Is Mechanical Energy Conserved for Non-Conservative Forces?

[fog37]

Hello,
A generic force $F$, which may be conservative or not, performs mechanical work which is always equal to $$W=\Delta KE=KE_{final}-KE{initial}$$
i.e. produce a change in the object's kinetic energy $KE$. Work is essentially a way to inject or subtract kinetic energy from a system.
If and only the force $F$ happens to be conservative, then we can define a new type of energy called potential energy $PE$, such that the work done by $F_{conservative}= -\Delta_{PE}= PE_{initial}-PE_{final}$.

This means that, for a conservative force, $$KE_{final}-KE_{initial} = PE_{initial}-PE_{final} $$ or equivalently $$PE_{initial}+KE_{initial} = PE_{final}+KE_{final} $$ $$ME_{initial} = ME_{final} $$ where $ME = PE+KE$

So, it appears to me that the term "mechanical energy", since it encompasses potential energy, is only applicable to objects under the influence of conservative forces. Is that correct? If an object is only subject to nonconservative forces, it will only have kinetic energy and not potential energy. And if a system has potential energy, it has it only in virtue of the fact that conservative forces are acting on it, correct?

Conservative force can never be time-dependent which means that potential energy $U(x,y,z)$is only a position-dependent quantity and is never time-dependent. If conservative forces were time-dependent, the mechanical energy of a system would not be conserved. What is the problem with having a time-varying mechanical energy? Is it not a useful concept? Is it just against the definition of conservative forces, i.e. forces that conserve mechanical energy?

 

[kuruman]

$F_{conservative}= -\Delta_{PE}= PE_{initial}-PE_{final}$

A force is never equal to a change in potential energy. A conservative force can be derived from a scalar potential function $U$, $\vec F_{cons.}=-\vec \nabla U$. Conversely, if a force can be derived from a scalar potential function, it is conservative.

So, it appears to me that the term "mechanical energy", since it encompasses potential energy, is only applicable to objects under the influence of conservative forces. Is that correct?

No it is not. You can have non-conservative forces influencing the motion of an object, yet mechanical energy is conserved. For example, mechanical energy is conserved in the motion of a pendulum (ignoring air resistance), yet the tension that provides the centripetal acceleration cannot be derived from a potential and is non-conservative. It is more correct to say that mechanical energy is conserved when an object is under the influence of conservative forces and non-conservative forces that do no work on the object. In other words, as long as non-conservative forces do not transform energy from mechanical to non-mechanical by doing work on the object, then mechanical energy is conserved. It's kinda obvious when phrased in such terms, isn't it?

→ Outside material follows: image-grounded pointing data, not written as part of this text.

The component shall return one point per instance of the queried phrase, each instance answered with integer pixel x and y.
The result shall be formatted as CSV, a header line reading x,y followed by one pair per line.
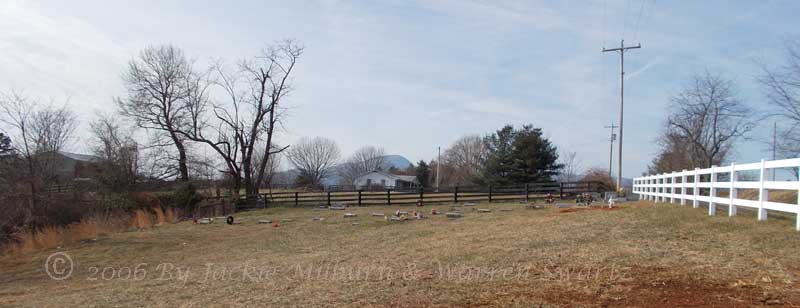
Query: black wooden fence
x,y
390,196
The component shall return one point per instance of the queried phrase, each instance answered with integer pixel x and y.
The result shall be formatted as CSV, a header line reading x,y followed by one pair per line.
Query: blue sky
x,y
413,75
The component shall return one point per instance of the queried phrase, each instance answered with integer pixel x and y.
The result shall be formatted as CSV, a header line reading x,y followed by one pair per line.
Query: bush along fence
x,y
454,194
722,185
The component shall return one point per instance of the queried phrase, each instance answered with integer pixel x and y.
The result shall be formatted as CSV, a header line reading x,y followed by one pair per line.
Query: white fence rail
x,y
703,185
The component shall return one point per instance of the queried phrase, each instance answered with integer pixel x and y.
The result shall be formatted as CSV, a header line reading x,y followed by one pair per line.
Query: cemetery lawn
x,y
640,254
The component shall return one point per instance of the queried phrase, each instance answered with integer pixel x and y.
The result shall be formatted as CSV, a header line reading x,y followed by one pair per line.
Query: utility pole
x,y
621,51
438,167
611,148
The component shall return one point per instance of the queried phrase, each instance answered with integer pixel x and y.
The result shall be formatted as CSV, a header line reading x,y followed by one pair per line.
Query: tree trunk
x,y
182,160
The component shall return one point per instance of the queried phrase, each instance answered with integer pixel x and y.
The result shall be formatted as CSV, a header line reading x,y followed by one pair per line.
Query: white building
x,y
386,180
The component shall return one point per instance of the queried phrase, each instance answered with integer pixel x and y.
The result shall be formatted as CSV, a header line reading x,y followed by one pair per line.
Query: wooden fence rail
x,y
390,196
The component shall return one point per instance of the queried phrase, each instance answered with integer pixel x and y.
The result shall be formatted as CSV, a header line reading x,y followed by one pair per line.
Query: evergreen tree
x,y
535,158
423,172
519,156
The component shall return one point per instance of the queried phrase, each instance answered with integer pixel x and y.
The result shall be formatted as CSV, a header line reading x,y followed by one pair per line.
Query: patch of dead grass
x,y
641,254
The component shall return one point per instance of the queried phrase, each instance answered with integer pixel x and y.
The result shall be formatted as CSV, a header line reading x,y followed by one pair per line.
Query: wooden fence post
x,y
527,192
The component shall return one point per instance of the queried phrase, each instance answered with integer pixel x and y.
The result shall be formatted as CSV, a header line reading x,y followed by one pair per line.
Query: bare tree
x,y
158,83
314,158
273,164
465,157
674,154
248,117
366,159
572,165
117,151
781,85
38,133
709,117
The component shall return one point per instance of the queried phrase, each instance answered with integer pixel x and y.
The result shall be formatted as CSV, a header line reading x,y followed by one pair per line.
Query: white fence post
x,y
763,195
695,203
683,187
712,207
672,187
734,192
659,187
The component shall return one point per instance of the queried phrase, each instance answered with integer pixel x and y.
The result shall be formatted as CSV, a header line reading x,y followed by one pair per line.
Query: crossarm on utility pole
x,y
622,48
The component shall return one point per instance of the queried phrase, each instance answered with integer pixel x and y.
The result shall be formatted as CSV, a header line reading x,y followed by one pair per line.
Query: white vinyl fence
x,y
703,185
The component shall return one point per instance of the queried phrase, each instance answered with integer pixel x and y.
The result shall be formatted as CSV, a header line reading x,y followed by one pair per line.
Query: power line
x,y
611,148
625,19
621,50
638,20
605,17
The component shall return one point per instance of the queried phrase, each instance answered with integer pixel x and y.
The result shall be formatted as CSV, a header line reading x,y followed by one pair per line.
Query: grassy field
x,y
641,254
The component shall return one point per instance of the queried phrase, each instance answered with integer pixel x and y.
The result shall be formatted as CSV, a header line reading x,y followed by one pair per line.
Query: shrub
x,y
186,198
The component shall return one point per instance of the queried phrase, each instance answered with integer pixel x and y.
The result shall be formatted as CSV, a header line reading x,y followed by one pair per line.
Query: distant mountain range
x,y
396,161
389,161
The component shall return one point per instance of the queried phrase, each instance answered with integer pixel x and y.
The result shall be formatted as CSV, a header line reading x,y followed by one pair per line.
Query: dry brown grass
x,y
88,229
640,255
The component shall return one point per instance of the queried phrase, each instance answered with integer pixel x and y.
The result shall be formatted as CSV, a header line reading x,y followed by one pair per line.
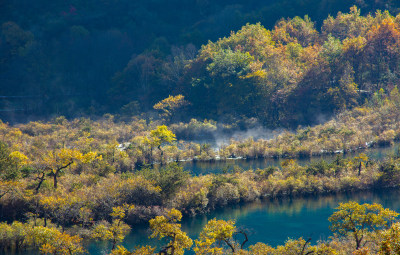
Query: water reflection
x,y
273,221
218,166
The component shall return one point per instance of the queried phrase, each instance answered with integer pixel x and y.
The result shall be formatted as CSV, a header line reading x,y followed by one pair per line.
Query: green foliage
x,y
356,220
169,178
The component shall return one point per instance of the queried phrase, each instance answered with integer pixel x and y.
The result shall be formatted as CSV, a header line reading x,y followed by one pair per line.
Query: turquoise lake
x,y
270,221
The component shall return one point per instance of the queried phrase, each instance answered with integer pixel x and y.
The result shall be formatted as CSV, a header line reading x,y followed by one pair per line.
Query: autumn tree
x,y
55,162
170,105
214,234
390,244
355,220
168,227
117,230
160,137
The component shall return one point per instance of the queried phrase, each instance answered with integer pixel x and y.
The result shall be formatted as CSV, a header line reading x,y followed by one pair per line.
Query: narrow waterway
x,y
272,221
218,166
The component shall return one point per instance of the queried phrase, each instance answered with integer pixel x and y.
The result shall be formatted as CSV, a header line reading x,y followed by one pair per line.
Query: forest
x,y
286,67
101,102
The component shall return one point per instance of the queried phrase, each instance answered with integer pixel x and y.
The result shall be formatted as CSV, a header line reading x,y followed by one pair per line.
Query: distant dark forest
x,y
90,57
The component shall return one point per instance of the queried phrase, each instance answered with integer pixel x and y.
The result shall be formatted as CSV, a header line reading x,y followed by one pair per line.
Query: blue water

If an object is only subject to nonconservative forces, it will only have kinetic energy and not potential energy.

More correctly, an object that is only subject to non-conservative forces may have its kinetic energy changed if the non-conservative forces do work on it. It cannot have its potential energy change because there can be no potential energy change when conservative forces are not there.

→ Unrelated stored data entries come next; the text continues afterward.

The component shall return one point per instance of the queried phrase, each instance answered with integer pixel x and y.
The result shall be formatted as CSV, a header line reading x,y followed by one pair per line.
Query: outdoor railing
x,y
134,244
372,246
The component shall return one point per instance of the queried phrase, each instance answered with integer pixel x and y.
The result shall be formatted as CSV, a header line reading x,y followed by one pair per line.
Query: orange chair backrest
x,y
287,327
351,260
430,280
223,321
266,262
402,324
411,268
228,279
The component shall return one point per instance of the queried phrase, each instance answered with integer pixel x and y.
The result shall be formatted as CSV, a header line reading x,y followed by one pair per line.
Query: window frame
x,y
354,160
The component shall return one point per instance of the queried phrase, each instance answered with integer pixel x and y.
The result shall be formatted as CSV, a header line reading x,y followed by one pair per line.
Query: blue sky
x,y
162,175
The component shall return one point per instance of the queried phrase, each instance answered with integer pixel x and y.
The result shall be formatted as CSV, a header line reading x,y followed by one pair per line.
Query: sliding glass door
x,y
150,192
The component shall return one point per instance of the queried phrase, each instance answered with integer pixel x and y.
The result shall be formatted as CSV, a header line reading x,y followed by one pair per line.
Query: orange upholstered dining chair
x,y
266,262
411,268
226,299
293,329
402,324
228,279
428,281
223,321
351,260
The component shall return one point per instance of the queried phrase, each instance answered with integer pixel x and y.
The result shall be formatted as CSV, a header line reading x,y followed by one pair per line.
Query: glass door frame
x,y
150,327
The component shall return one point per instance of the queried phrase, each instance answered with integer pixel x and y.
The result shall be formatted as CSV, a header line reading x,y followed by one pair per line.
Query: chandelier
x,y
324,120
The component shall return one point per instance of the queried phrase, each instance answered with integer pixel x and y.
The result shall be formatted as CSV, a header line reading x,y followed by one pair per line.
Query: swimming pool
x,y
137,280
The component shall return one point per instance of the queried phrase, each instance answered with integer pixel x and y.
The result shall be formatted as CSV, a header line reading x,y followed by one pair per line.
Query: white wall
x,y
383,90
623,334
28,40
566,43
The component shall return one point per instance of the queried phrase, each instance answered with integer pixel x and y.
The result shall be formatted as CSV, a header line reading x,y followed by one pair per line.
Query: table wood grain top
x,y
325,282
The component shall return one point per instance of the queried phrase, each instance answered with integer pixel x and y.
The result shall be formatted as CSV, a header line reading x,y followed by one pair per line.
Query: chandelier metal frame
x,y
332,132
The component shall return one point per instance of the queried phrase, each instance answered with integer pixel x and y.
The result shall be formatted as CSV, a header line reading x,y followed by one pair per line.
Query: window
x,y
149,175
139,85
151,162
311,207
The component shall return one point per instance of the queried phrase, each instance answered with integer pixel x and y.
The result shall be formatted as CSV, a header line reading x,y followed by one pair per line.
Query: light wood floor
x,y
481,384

Conservative force can never be time-dependent ...

Why not? If the potential is time-dependent, then the conservative forces derived from it will also be time dependent. Mechanical energy conservation is not a sacrosanct principle. "Conservative" does not mean "it is the same at initial time t_i and at final time t_f". It means "it is the same at initial point x_i and at final point x_f". The two ideas are often conflated if one thinks of a moving object that at t_i is at x_i and at t_f is at x_f. You know that the work done by a conservative force is zero if the path that the object takes under the influence of this force is a closed loop. This equivalent definition of conservative force makes no mention of time. So even if the object is taken around the closed loop in zero time, the work will be still be zero. Now imagine the Earth's acceleration of gravity be a function of time $g(t)$. The work done by a gravity around a closed loop in zero time will be zero regardless of the instantaneous value of $g$.

 

[fog37]

Thank you kuruman. I agree with almost everything you said.

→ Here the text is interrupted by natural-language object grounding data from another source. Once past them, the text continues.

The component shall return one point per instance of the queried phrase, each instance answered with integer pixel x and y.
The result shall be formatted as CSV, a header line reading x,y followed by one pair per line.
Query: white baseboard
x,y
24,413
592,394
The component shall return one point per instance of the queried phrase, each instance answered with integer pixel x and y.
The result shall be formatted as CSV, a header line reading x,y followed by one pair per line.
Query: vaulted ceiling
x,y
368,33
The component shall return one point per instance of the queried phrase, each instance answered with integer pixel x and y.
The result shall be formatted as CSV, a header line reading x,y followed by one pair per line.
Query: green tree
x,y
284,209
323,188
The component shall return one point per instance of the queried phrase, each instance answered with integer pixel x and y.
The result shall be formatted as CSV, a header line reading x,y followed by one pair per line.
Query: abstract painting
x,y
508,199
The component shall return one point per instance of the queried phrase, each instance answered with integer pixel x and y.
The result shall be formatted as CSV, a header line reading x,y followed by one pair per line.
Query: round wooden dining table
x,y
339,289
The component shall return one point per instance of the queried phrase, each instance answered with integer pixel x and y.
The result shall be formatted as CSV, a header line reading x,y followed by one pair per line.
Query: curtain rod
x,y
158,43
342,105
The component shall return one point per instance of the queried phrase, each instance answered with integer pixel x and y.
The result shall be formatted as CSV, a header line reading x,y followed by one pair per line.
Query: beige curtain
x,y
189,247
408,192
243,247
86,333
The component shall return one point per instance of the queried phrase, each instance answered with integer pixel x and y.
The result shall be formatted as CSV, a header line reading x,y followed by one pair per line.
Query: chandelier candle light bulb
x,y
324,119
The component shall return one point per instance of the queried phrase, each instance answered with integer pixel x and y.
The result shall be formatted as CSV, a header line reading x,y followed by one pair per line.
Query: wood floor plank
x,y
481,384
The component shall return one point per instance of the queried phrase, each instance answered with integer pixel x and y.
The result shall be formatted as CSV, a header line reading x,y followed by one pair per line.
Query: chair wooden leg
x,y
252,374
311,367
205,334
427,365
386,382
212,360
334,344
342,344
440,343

Your statement "...It is more correct to say that mechanical energy is conserved when an object is under the influence of conservative forces and non-conservative forces that do no work on the object..." is indeed a better way to say what I was trying to say. But if no conservative forces are around, it does not make sense to talk about mechanical energy but solely about kinetic energy since the work done by non-conservative forces does not play any role in potential energy...

"...In other words, as long as non-conservative forces do not transform energy from mechanical to non-mechanical by doing work on the object, then mechanical energy is conserved..." Well, why do you say that non-conservative forces transform energy from mechanical to non mechanical? We may have a non-conservative force like the thrust from a rocket engine that changes the kinetic energy of the rock by doing mechanical work on the rock. So the work done by thrust changes the $KE$ of the rocket changing, hence the mechanical energy $ME$. I don't see the thrust transforming energy from mechanical to non mechanical in that case. It seems that every time non-conservative forces do nonzero work (transforming energy from mechanical to mechanical or from mechanical to non-mechanical), the mechanical energy changes.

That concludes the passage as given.